Pebble Beach’s Other Hazard

Photograph by Nicholas Hegel McClelland

The seventh hole at the Pebble Beach Golf Links is relatively simple on paper – a short par three with a slight slope toward a decent-size green. Nothing complicated.

Then you're standing at the blues struggling to read a card that says it's just 106 yards to the pin because the Pacific wind is blowing furiously in your face and the view, seagulls wheeling above granite cliffs and thick seaweed beds full of sea otters, might as well be a giant sign reading: "You're Playing Pebble Beach." Confidence turns into cold sweat and knees go limp as kelp. The bunkers are singing their siren song to the ball and a gust is waiting to pounce. Any shot-making ability you once possessed jumped off the rocks and sunk deep into the abyss of Monterey Bay. Hitting an iron here feels like playing Wiffle ball in Yankee Stadium.
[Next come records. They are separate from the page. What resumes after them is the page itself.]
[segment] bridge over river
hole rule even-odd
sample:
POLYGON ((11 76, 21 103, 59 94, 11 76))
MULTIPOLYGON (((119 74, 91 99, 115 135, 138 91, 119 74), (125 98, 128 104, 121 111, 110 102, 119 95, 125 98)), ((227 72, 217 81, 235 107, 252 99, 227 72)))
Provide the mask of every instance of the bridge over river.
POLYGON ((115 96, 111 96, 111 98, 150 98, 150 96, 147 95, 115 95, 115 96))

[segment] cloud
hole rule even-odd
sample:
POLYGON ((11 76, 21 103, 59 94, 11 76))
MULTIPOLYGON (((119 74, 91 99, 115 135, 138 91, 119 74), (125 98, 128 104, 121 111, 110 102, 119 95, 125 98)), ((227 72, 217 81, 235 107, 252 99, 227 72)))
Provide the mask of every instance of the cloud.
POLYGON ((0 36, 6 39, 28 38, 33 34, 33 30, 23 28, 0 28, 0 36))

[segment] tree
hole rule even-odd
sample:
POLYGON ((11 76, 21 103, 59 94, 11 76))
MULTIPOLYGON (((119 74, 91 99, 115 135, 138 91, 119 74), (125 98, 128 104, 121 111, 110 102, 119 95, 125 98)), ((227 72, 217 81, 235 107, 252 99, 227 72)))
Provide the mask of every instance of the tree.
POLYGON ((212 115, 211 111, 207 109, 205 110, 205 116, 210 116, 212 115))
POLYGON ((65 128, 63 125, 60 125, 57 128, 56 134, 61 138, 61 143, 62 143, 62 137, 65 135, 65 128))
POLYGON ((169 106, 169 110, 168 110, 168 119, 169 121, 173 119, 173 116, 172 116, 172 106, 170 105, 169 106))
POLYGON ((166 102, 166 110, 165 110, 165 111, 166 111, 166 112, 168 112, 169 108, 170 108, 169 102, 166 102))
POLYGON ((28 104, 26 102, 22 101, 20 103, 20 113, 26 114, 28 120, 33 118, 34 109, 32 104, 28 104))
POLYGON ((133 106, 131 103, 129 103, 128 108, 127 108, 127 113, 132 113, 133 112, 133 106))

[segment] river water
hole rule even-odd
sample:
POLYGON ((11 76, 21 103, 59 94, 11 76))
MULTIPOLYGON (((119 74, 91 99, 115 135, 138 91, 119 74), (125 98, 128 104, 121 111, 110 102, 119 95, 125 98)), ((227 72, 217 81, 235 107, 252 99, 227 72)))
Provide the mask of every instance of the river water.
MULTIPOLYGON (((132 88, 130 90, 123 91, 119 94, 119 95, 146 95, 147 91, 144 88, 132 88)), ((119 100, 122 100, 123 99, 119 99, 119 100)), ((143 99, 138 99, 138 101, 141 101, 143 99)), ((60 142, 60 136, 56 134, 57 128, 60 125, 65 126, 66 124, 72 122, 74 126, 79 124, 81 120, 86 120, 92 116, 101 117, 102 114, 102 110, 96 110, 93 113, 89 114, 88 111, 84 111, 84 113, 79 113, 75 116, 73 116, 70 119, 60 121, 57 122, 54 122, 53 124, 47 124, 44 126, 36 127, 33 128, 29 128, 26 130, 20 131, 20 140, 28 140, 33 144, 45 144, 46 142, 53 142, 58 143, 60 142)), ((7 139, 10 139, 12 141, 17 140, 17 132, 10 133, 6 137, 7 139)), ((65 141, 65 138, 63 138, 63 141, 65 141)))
Like a Catholic's journey to Lourdes, the pious golfer's pilgrimage to Pebble Beach is sacrosanct. But no amount of driving range self-flagellation can prepare a mere mortal to compete on a course where Jack Nicklaus and Tiger Woods both won U.S. Opens. Originally designed by amateur course architects Jack Neville and Douglas Grant in 1919, Pebble has hosted the U.S. Open a total of five times, (a sixth is scheduled for 2019) a PGA Championship in 1977, and the AT&T Pebble Beach National Pro-Am every year since 1947. The fairways are perfect. The green greens are fast. The bunker sand is fine as sugar.

Most courses offer one signature hole. Pebble Beach has 18 of them, several butting up against the wild coastline. But if we could only play one hole again, it would be the par 5 sixth. There is an amazing visual poetry to the solitary tree beyond the green and the boundless expanse of water, and there is no better feeling in golf than piping a perfect drive to the end of that fairway. Unfortunately, there is probably no worse feeling in golf than watching helplessly as your second shot bounces off the rocks and plummets into the ocean, but that's Pebble for you. Sadism and beauty run hand in hand.
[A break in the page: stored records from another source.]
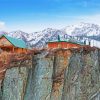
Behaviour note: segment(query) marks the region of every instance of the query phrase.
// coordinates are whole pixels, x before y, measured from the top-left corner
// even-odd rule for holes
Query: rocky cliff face
[[[100,100],[100,50],[42,51],[31,61],[6,71],[0,100]]]

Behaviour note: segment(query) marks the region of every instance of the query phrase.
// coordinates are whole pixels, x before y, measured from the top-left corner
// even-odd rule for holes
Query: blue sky
[[[100,24],[99,0],[0,0],[0,30],[34,32],[79,22]]]

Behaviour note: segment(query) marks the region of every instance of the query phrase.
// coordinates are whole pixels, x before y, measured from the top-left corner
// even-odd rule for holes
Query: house
[[[62,41],[60,36],[58,35],[57,41],[49,41],[48,42],[48,49],[55,49],[55,48],[79,48],[82,47],[83,43],[81,42],[74,42],[74,41]]]
[[[25,53],[27,52],[26,44],[21,39],[16,39],[7,35],[0,37],[0,49],[7,52]]]

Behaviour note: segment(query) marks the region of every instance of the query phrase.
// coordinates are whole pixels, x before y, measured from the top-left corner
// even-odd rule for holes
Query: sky
[[[100,0],[0,0],[0,31],[31,33],[80,22],[100,24]]]

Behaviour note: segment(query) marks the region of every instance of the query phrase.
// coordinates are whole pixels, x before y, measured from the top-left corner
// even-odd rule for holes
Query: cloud
[[[0,21],[0,29],[5,27],[5,22]]]
[[[88,15],[88,16],[78,16],[77,21],[95,23],[100,25],[100,14]]]

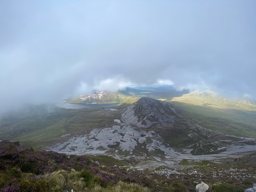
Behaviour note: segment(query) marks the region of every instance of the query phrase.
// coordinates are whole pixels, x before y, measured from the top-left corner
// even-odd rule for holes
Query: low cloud
[[[255,7],[2,1],[0,110],[158,81],[255,98]]]

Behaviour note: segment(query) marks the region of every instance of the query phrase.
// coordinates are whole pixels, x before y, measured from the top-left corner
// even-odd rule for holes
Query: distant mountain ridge
[[[105,104],[123,102],[128,97],[118,92],[95,91],[91,94],[82,95],[67,102],[73,104]]]
[[[254,138],[208,129],[200,122],[187,116],[183,109],[154,99],[142,97],[115,113],[121,113],[121,122],[71,136],[48,149],[70,154],[104,153],[135,160],[150,158],[173,161],[199,158],[191,155],[217,156],[222,153],[255,151],[256,147]]]

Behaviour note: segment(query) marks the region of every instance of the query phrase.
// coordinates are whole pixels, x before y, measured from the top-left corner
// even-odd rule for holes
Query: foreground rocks
[[[196,192],[205,192],[208,190],[209,186],[203,182],[196,185]]]

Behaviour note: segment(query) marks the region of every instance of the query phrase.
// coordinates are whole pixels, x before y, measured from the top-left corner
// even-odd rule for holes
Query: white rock
[[[209,186],[203,182],[196,185],[196,192],[205,192],[208,190]]]

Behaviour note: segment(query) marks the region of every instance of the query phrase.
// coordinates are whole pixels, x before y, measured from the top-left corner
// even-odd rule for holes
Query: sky
[[[0,111],[169,82],[256,97],[256,1],[0,0]]]

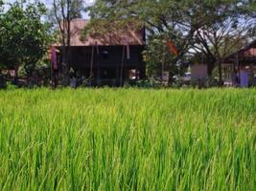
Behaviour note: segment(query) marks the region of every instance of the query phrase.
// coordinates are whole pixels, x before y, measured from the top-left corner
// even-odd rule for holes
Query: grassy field
[[[0,92],[0,190],[256,190],[256,90]]]

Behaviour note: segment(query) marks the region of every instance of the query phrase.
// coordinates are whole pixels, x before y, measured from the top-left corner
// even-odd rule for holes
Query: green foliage
[[[255,94],[1,91],[0,190],[256,190]]]
[[[252,1],[237,0],[97,0],[89,9],[92,23],[88,28],[95,28],[101,20],[105,20],[104,26],[111,26],[116,20],[137,19],[147,30],[146,54],[151,74],[159,73],[162,64],[174,74],[179,73],[182,59],[199,53],[207,59],[211,74],[217,62],[250,39],[248,34],[255,32],[254,8]],[[103,27],[103,33],[105,30]],[[177,56],[170,53],[163,39],[174,42]]]
[[[0,62],[4,68],[24,65],[31,74],[36,62],[45,55],[51,42],[49,25],[42,22],[46,8],[41,3],[24,6],[18,2],[1,14]]]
After your round, pop into The Bench for a cocktail-come-down and consider playing Spyglass Hill, a technically more difficult course nearby that some people wrongly believe to be more substantial than Pebble.

At $525, the peak season greens fees at Pebble are even steeper than the cliffs protecting the course from the sea. But any sojourn to Monterey won’t be cheap. Once you plunk down your credit card, forget about the money. This is a round (or two) to be remembered and bragged about till the end of your days. You may be the world's biggest duffer, but you played Pebble, and that is sweet, no matter how many balls you lost.

More information: The Lodge at Pebble Beach runs $815 a night. But staying at one of the properties on the resort yields a free cart rental.